In a May 2023 letter to DHS Secretary Mayorkas, Gooden wrote that NGOs receive hundreds of millions of taxpayer dollars through federal grants to provide lodging and transportation for migrants “to be released anywhere they want in the United States.” Gooden added that groups like Catholic Charities stood to financially benefit from more illegal crossings because then the federal government would provide more money to fund their facilities and services.

Pimentel disputed this characterization. She said in addition to helping house and feed migrants, Catholic Charities also serves families in four counties in the Rio Grande Valley.

Gooden’s scrutiny of Catholic Charities came at the same time as right-wing groups, like the Deposit of Faith Coalition and Alliance for a Safe Texas, were also targeting the faith-based group.
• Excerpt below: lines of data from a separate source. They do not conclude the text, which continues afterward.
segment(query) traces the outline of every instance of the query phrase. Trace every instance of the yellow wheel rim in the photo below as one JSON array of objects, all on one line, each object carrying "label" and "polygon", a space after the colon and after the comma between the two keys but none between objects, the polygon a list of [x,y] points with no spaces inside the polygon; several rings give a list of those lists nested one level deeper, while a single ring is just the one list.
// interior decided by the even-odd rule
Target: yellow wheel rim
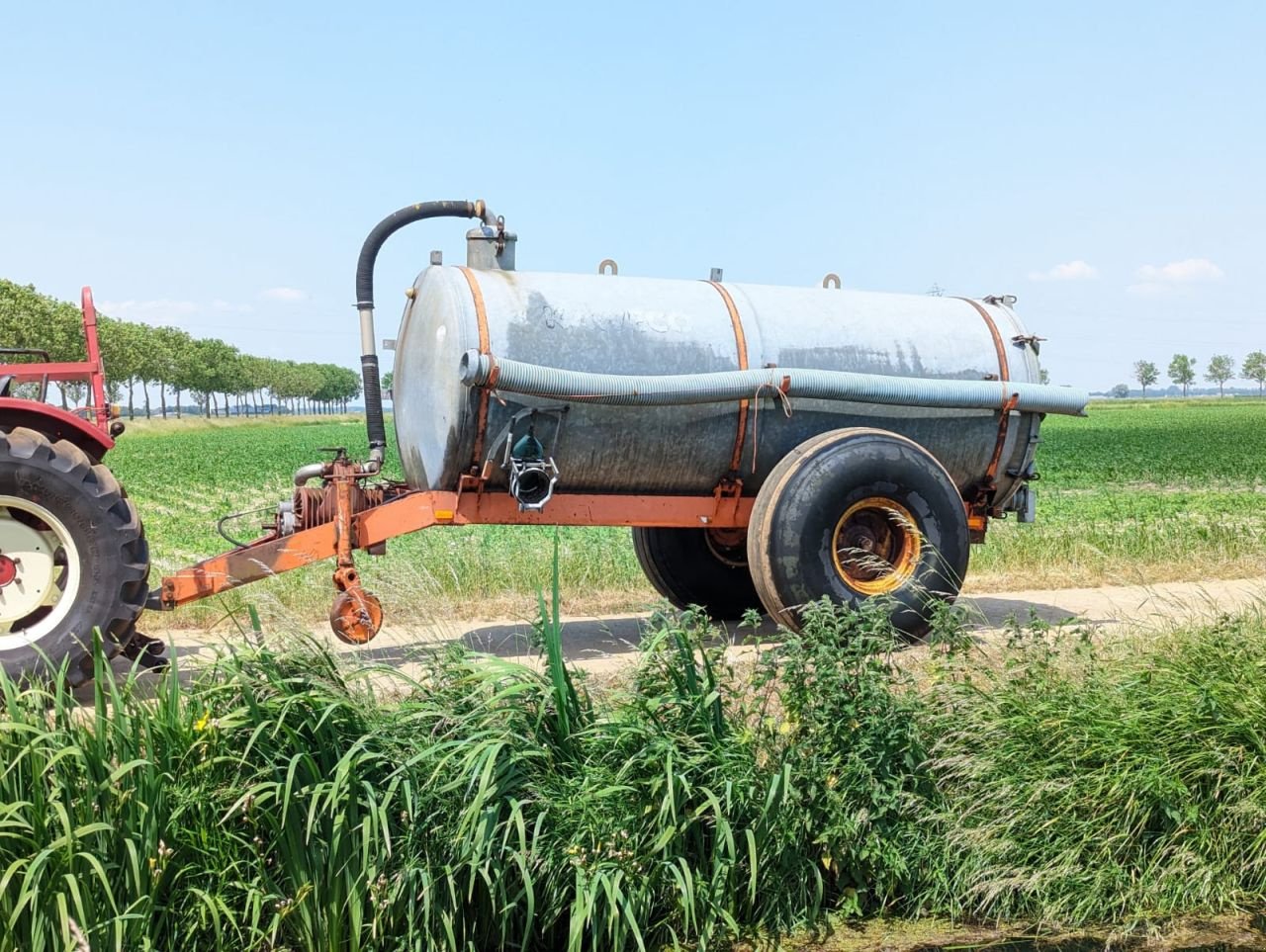
[{"label": "yellow wheel rim", "polygon": [[914,576],[923,536],[900,503],[871,496],[848,506],[836,523],[830,557],[839,577],[862,595],[886,595]]}]

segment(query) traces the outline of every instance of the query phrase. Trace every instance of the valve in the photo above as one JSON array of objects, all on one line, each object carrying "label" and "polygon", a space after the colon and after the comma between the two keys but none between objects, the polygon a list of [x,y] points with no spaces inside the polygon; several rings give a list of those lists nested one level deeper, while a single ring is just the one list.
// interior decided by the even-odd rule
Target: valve
[{"label": "valve", "polygon": [[557,481],[558,467],[552,458],[546,458],[536,429],[529,428],[510,451],[510,495],[518,501],[519,511],[544,509]]}]

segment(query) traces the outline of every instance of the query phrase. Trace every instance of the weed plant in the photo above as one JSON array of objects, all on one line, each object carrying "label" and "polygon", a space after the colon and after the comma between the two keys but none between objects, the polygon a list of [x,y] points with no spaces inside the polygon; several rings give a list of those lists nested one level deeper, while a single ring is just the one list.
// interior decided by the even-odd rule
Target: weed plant
[{"label": "weed plant", "polygon": [[1258,613],[1112,647],[1033,622],[1000,665],[938,673],[946,855],[922,905],[1070,924],[1266,905]]},{"label": "weed plant", "polygon": [[557,590],[543,671],[308,646],[153,698],[103,666],[95,711],[5,684],[4,948],[714,948],[900,899],[925,779],[890,630],[815,609],[751,692],[705,619],[660,617],[591,692]]}]

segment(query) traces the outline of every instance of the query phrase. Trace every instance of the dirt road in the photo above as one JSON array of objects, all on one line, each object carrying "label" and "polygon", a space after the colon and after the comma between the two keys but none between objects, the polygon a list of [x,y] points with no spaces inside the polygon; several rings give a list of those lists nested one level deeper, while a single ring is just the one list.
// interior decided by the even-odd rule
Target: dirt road
[{"label": "dirt road", "polygon": [[[1050,591],[1010,591],[1003,595],[974,595],[960,600],[975,619],[981,638],[995,637],[1012,617],[1027,619],[1031,613],[1058,624],[1076,622],[1110,633],[1120,630],[1162,630],[1174,624],[1213,619],[1218,614],[1258,606],[1266,613],[1266,579],[1239,581],[1176,582],[1156,586],[1104,589],[1060,589]],[[566,605],[565,605],[566,608]],[[387,606],[390,618],[390,605]],[[627,665],[637,652],[646,614],[565,617],[563,649],[577,666],[595,673],[613,672]],[[381,634],[363,648],[339,643],[328,629],[313,629],[311,636],[341,653],[356,652],[363,660],[392,665],[405,671],[420,670],[418,662],[428,649],[460,641],[466,646],[505,658],[532,661],[529,619],[489,622],[437,622],[427,628],[396,629],[390,622]],[[765,633],[772,633],[767,628]],[[168,641],[181,658],[210,656],[225,646],[241,643],[235,630],[149,632]],[[294,633],[291,633],[292,636]],[[749,632],[734,634],[743,641]],[[286,638],[285,633],[268,638]],[[736,648],[736,651],[742,651]]]}]

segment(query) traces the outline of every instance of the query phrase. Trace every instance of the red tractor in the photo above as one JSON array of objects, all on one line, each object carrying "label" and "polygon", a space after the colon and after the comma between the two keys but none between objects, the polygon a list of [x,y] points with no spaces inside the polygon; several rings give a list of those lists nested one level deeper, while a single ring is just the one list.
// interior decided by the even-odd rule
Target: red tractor
[{"label": "red tractor", "polygon": [[[149,580],[144,529],[101,462],[123,423],[106,403],[87,287],[82,310],[85,361],[0,348],[9,361],[0,363],[0,665],[20,676],[70,657],[72,685],[92,676],[76,633],[99,629],[106,657],[149,643],[135,633]],[[90,403],[73,411],[46,403],[49,381],[86,382]],[[37,389],[19,396],[23,384]]]}]

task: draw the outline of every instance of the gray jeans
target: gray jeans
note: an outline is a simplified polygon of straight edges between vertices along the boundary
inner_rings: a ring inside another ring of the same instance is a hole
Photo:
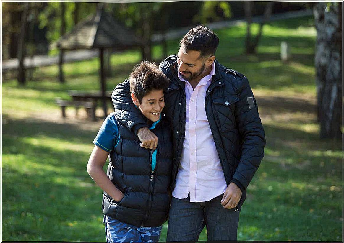
[[[205,226],[208,241],[236,240],[241,208],[224,208],[223,195],[202,202],[190,202],[189,196],[173,197],[166,241],[197,241]]]

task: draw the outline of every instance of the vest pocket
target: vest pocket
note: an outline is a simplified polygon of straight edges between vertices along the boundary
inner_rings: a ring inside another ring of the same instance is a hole
[[[105,195],[103,195],[102,208],[104,214],[116,218],[117,205],[113,199],[109,198]]]

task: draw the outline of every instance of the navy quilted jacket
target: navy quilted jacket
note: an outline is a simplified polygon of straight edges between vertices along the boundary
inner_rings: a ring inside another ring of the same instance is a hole
[[[124,196],[116,201],[104,192],[102,207],[105,214],[137,226],[158,226],[167,220],[172,167],[168,127],[163,118],[152,130],[158,138],[153,152],[141,148],[134,133],[118,124],[119,139],[109,154],[107,174]]]
[[[159,68],[170,79],[164,91],[164,112],[170,121],[173,144],[171,189],[175,185],[185,133],[184,84],[178,76],[176,55],[167,57]],[[215,61],[216,74],[205,96],[205,111],[227,185],[234,182],[243,192],[237,206],[246,197],[246,189],[264,156],[266,141],[256,100],[247,79]],[[136,133],[147,126],[134,108],[129,82],[115,88],[112,99],[116,116]]]

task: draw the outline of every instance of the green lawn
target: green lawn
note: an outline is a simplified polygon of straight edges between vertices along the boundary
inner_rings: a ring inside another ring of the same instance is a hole
[[[261,101],[259,111],[267,141],[241,211],[238,240],[342,240],[343,154],[341,142],[319,138],[312,106],[315,97],[312,23],[307,17],[267,25],[257,54],[249,56],[241,54],[245,26],[216,31],[220,39],[217,59],[247,76],[258,105]],[[258,25],[253,27],[256,32]],[[279,60],[282,41],[292,51],[287,64]],[[169,52],[178,51],[178,42],[169,42]],[[154,47],[153,52],[160,61],[161,47]],[[113,55],[115,75],[107,79],[107,89],[126,78],[140,58],[139,50]],[[68,90],[99,89],[98,61],[65,67],[64,84],[57,80],[56,66],[37,69],[24,88],[14,80],[2,83],[4,241],[105,241],[102,192],[86,171],[101,119],[76,119],[69,108],[70,118],[64,121],[54,103],[56,97],[69,99]],[[291,101],[287,104],[281,98]],[[206,240],[205,229],[199,240]]]

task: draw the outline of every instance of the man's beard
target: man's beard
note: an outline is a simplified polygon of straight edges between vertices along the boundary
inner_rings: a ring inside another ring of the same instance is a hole
[[[202,67],[200,69],[196,72],[189,72],[189,73],[191,73],[191,75],[189,77],[186,77],[184,76],[181,73],[182,77],[183,78],[186,80],[188,81],[190,81],[190,80],[193,80],[195,79],[197,77],[198,77],[200,75],[202,75],[204,72],[204,71],[205,70],[205,63],[203,62],[202,65]]]

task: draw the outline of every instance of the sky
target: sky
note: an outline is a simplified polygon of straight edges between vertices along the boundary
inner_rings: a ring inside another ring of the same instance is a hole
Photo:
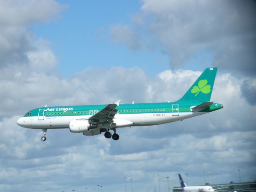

The Deposit of Faith Coalition, a group of conservative Catholic organizations critical of the U.S. Conference of Catholic Bishops’ stance on a number of issues from immigration to climate change, has labeled Catholic Charities an “enemy of the people,” and accused the organization of profiting off the federal assistance they use to provide shelter and food to those in need.

Pimentel said those are false accusations “based on just political rhetoric … to create a problem or a crisis so that the [Biden] administration looks bad.”

Last week, after Paxton’s investigation into Annunciation House became public, the Texas Catholic Conference of Bishops released a statement “expressing solidarity with ministry volunteers and people of faith who seek only to serve vulnerable migrants as our nation and state continue to pursue failed migration and border security policies.”

On Monday, the U.S. Conference of Catholic Bishops issued a statement of support for Texas Catholics and other people of faith helping to “meet migrants’ basic human needs.”

Garcia said that he wants people to recognize that what’s at stake is the well-being of human beings.

“That should cause all of us to pause, take a step back and to ask ourselves, ‘How do we behave?” he said. “How do we respond when human beings are involved?”

Robert Downen contributed to this story.